Casou-se com Naftali Shpitzer, proprietário de uma agência de publicidade. Tem dois filhos. Gosta de roupas simples e ténis. Não se sente confortável em “tailleurs” e saltos altos. Adora fazer compras em mercados de rua. Já teve o cabelo escuro e com caracóis antes de o pintar de louro. Estes detalhes, que vão sendo expostos na imprensa americana, europeia e israelita, são acompanhados de outros, enfatizando que Livni é favorável a um acordo com os palestinianos, mas não com os sírios.

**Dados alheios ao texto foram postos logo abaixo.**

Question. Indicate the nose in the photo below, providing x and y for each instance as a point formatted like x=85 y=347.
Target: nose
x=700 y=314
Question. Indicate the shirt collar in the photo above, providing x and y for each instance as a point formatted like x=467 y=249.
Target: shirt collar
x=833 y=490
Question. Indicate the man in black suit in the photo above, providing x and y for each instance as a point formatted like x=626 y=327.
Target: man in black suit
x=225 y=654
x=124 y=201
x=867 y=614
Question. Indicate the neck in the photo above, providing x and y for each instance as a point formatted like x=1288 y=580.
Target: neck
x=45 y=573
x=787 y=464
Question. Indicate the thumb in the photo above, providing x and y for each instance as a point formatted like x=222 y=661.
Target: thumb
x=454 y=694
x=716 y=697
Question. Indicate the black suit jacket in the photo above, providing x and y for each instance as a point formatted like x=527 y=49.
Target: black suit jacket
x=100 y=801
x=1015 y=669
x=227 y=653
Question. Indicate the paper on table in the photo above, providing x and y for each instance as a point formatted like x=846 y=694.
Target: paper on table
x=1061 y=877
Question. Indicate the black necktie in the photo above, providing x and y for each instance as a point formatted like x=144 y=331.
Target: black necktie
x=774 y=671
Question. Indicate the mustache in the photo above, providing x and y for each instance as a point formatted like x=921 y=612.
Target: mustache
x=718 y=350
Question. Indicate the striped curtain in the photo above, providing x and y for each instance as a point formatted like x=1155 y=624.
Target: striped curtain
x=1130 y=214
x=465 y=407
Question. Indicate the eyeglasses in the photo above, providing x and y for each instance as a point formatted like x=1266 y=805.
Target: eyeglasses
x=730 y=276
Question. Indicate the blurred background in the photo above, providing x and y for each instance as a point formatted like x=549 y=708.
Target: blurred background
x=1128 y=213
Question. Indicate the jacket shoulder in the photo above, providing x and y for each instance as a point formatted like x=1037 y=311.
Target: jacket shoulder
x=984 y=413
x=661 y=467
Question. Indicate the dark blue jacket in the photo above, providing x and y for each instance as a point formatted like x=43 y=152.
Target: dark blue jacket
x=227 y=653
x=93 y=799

E que, face à ameaça do Irão de “riscar Israel do mapa”, ela será implacável: “Iremos destruí-los antes de nos destruírem.” Gershom Goremberg diz-nos que Livni “será melhor negociadora do que Barak”, porque sabe ser, simultaneamente, flexível e intransigente (é garantido que não cederá no “direito de retorno” dos refugiados palestinianos). “Ela pode não ser tão eloquente como Abba Eban [o primeiro chefe da diplomacia de Israel], mas é muito profissional. Gosta de ver as coisas feitas. É eficiente ainda que não carismática. E está bem colocada – no centro político.”

A amiga “Condi” Rice

Naomi Chazan, ex-deputada do partido de esquerda Meretz, enviou-nos por e-mail um texto onde afirma: “Tzipi Livni não tem de suportar o peso de erros passados, como Netanyahu e Barak. E mesmo que não seja o político visionário de que Israel desesperadamente precisa neste momento, em comparação com os seus adversários, dentro e fora do partido, ela oferece um raio de esperança para um futuro diferente.

É por isso que ela tem sido um alvo, não pelo que ela representa mas pelo que ela é.” Se em Israel feministas como Chazan se sentiram no dever de “socorrer” Livni, mesmo não comungando a sua filosofia política, nos Estados Unidos há muito que a protegida de Sharon tem uma grande aliada: a homóloga Condoleezza Rice. “Tzipi é mais do que colega, tornou-se minha amiga”, escreveu “Condi” no elogio encomendado pela “Time” para a edição das 100 mulheres mais influentes do mundo. “Sentamo-nos durante horas a debater ideias, livre, aberta e por vezes combativamente (…). Respeito-a profundamente. Gosto de tê-la por perto [falam ao telefone duas vezes por semana].”

É uma amizade que já foi posta à prova. Glenn Kessler, biógrafo de Rice, escreve em “The Confidante” que Tzipi tentou convencer “Condi” a não encorajar eleições palestinianas, em Janeiro de 2006, porque o Hamas iria ganhar. “Condi” não lhe deu ouvidos e arrependeu-se. No Verão do mesmo ano, foi “Condi” a pedir a Tzipi que Israel não bombardeasse o Líbano. Livni nada podia fazer. Ela quis parar a guerra logo nos primeiros dias, sugerindo uma solução diplomática, mas Olmert recusou. Foi até ao fim, e perdeu. “A minha filha tem sempre razão”, dizia Sara Rosenberg.